We propose a precise mathematical formulation of this question -- in the idealized framework of a Gaussian sequence model with $D$ observed noisy coefficients. In this model, we provide upper and lower bounds on what is achievable using linear regularized filter estimators commonly used for statistical inverse problems.
Joint work with M. Hoffmann and M. Reiss
15.00 : Viet Chi Tran (Université de Lille 1)

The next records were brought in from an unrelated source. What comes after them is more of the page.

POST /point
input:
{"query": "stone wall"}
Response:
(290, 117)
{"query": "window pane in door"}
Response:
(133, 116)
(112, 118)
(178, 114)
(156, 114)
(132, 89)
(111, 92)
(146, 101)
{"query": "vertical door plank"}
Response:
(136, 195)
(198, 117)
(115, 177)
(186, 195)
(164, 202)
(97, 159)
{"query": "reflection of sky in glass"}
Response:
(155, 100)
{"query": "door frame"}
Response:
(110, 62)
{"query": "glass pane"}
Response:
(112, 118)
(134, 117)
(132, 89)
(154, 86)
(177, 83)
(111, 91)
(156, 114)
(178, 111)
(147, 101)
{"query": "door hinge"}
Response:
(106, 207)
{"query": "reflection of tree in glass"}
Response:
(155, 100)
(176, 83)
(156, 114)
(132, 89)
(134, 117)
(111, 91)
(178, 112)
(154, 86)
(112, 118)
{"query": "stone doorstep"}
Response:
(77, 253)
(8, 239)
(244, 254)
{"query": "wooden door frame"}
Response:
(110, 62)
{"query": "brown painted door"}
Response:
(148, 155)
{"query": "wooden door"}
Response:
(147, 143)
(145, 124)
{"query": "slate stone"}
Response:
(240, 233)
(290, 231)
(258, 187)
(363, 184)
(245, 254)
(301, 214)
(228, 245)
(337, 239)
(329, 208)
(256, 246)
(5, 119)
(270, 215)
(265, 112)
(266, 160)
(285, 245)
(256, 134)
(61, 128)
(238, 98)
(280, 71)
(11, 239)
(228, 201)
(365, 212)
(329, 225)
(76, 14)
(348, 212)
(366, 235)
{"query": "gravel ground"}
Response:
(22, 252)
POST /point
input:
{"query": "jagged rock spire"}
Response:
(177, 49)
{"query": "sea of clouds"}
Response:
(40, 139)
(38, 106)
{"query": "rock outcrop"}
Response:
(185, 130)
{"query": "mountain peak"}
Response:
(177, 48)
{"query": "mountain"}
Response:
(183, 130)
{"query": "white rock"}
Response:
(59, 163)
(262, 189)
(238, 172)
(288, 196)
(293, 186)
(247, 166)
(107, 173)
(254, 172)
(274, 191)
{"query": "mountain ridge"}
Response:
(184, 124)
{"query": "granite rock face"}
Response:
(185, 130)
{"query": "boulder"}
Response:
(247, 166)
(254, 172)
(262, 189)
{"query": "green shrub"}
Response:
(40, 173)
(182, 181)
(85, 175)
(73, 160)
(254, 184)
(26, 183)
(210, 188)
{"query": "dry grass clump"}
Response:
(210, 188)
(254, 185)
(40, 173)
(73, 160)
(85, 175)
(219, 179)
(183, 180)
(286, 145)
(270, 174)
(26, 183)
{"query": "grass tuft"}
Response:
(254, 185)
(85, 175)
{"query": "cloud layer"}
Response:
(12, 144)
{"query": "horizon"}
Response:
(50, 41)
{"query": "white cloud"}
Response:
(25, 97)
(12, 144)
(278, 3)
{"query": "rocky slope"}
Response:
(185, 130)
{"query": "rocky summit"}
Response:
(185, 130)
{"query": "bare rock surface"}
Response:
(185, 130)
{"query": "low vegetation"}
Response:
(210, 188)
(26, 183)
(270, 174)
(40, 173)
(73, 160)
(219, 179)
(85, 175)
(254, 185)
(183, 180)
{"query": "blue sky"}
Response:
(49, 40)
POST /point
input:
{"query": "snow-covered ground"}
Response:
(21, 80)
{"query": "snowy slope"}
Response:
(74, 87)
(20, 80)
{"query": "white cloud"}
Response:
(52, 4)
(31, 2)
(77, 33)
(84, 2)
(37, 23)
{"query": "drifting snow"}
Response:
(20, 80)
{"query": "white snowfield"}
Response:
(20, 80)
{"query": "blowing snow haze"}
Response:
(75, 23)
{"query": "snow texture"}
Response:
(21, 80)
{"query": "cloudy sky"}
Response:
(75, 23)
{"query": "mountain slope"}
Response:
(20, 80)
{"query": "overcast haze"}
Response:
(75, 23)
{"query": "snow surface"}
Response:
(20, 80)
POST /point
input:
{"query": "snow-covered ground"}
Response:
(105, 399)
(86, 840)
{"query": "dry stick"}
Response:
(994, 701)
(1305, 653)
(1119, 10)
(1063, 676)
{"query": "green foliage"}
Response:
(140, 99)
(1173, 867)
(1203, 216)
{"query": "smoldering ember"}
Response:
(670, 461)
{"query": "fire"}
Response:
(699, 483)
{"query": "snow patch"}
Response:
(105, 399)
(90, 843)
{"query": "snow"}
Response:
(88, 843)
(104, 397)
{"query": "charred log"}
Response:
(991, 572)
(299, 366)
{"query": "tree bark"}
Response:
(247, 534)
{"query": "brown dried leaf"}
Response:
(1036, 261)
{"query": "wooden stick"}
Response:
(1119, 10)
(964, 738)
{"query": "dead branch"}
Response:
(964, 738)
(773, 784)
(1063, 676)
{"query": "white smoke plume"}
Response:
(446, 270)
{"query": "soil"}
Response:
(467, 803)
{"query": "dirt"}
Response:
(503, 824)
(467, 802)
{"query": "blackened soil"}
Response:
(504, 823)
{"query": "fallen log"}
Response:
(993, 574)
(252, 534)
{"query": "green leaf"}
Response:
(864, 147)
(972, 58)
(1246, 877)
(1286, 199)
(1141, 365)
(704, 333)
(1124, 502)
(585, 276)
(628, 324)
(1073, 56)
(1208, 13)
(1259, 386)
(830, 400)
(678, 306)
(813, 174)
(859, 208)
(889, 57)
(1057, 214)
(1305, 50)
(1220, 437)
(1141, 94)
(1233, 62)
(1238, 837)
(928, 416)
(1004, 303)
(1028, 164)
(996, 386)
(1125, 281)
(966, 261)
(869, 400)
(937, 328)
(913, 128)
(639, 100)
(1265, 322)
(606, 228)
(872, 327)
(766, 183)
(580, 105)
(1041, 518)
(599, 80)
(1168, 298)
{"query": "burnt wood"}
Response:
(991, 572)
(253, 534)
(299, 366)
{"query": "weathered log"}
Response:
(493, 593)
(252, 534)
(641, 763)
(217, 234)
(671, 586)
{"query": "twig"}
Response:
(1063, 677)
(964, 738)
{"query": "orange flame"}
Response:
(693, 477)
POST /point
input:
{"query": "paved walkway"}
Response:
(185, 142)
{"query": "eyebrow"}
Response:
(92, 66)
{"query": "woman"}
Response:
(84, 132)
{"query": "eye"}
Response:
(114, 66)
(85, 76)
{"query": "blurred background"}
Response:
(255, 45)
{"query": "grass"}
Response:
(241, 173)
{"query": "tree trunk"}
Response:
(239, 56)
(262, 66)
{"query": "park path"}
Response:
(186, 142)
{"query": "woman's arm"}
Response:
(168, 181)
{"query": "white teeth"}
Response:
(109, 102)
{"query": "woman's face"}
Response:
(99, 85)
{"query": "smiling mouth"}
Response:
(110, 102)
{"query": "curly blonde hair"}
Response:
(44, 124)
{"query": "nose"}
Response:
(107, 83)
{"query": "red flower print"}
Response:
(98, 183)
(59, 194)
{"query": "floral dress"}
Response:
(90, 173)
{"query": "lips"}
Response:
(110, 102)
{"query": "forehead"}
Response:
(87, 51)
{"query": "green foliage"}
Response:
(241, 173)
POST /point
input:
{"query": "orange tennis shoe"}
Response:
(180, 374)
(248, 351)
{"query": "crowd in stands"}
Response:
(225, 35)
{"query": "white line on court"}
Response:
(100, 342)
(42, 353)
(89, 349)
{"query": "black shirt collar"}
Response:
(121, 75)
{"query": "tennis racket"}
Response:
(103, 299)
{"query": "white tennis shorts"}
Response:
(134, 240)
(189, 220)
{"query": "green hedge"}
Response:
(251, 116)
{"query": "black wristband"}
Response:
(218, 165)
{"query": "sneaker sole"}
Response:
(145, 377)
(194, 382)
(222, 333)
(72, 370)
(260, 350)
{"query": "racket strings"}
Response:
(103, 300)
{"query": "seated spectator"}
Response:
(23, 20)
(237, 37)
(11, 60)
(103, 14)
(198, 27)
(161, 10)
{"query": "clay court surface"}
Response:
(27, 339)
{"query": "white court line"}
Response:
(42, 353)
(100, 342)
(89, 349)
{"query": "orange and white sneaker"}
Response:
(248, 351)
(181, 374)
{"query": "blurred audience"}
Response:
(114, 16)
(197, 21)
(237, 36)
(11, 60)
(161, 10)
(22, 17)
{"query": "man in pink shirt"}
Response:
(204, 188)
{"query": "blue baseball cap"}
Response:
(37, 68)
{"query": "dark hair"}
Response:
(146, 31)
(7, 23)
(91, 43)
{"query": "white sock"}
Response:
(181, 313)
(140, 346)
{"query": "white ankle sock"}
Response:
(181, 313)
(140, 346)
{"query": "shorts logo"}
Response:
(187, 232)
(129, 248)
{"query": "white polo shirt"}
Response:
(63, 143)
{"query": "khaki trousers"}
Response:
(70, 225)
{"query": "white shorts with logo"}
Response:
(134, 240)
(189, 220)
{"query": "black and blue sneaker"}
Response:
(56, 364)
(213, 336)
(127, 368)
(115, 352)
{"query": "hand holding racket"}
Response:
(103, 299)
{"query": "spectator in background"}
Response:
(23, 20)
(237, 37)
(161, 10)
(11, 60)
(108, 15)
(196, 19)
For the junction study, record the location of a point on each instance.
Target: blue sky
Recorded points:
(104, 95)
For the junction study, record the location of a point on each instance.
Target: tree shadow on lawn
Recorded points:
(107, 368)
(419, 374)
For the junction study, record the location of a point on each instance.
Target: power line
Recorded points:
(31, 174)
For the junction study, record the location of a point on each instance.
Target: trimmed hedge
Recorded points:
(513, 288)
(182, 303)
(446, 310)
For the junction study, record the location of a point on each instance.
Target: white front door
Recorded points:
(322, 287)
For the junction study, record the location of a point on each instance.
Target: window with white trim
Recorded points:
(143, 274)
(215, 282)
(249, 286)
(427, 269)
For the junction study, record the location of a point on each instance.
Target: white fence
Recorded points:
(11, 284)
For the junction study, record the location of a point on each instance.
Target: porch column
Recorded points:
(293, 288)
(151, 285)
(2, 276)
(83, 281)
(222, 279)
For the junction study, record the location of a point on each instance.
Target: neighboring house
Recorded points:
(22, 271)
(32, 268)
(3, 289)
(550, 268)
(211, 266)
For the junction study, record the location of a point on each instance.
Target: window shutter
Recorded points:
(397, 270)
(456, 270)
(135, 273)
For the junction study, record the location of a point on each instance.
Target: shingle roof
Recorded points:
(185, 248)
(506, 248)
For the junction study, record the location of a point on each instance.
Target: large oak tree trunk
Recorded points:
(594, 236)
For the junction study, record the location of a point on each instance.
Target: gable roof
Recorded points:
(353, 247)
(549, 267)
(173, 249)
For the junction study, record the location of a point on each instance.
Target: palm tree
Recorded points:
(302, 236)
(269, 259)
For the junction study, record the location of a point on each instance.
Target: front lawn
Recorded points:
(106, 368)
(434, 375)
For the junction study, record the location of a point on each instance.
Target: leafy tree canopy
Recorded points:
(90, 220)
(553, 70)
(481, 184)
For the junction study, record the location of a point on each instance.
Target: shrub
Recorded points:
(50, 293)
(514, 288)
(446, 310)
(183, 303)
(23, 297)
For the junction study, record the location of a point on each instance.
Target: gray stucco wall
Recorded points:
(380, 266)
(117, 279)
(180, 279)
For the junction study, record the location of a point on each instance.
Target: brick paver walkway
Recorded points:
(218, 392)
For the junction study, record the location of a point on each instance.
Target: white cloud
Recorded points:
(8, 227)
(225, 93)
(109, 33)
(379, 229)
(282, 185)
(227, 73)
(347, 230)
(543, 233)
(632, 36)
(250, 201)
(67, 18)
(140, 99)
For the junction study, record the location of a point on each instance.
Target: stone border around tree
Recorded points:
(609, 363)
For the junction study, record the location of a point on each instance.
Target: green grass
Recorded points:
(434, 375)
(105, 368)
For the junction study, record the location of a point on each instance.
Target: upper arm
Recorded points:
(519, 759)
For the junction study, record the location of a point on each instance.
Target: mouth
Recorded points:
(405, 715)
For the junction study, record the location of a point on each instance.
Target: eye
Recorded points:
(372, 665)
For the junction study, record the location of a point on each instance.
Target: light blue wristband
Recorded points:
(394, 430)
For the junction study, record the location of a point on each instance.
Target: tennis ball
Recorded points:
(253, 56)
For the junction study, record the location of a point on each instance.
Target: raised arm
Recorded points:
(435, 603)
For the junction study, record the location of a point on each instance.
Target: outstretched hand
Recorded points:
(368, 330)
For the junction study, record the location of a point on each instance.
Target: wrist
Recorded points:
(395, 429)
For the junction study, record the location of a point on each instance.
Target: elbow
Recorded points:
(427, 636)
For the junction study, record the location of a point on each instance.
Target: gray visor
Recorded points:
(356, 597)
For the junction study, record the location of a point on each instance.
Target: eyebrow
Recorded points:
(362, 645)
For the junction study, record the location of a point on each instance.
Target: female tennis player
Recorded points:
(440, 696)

Titre : Renouvellement pour des processus de Hawkes avec auto-excitation et inhibition
Résumé : We consider Hawkes processes on the positive real line exhibiting both self-excitation and inhibition. Each point of the Hawkes process impacts the intensity of the random point process by the addition of a signed reproduction function. The case of a non-negative reproduction function corresponds to self-excitation; it has been largely investigated in the literature and is well understood. In particular, there then exists a cluster representation of the self-excited Hawkes processes which allows to apply results known for continuous-time age-structured Galton-Watson trees to these random point processes. In the case we study, the cluster representation is no longer valid, and we use renewal techniques. We establish limit results for Hawkes process with signed reproduction functions, notably generalizing exponential concentration inequalities proved byReynaud-Bouret and Roy (2007) for non-negative reproduction functions. An
important step is to establish the existence of exponential moments for the distribution of renewal times of M/G/1 queues that appear naturally in our problem.
Joint work with M. Costa, C. Graham and L. Marsalle.
16.00 : Eni Musta (Delft University of Technology)
Titre : Central limit theorems for global errors of smooth isotonic estimators.
Résumé : A typical problem in nonparametric statistics is estimation of an unknown function on the real line, which may, for instance, be a probability density, a regression function or a failure rate. In many cases, it is natural to assume that this function is monotone and incorporating such a prior knowledge in the estimation procedure leads to more accurate results. We consider smooth isotonic estimators, constructed by combining an isotonization step with a smoothing step. We investigate the global behavior of these estimators and obtain central limit theorems for their L_p losses. We also perform a simulation study for testing monotonicity on the basis of the L_2 distance between the kernel estimator and a smooth isotonic estimator.
Joint work with Hendrik P. Lopuhaä.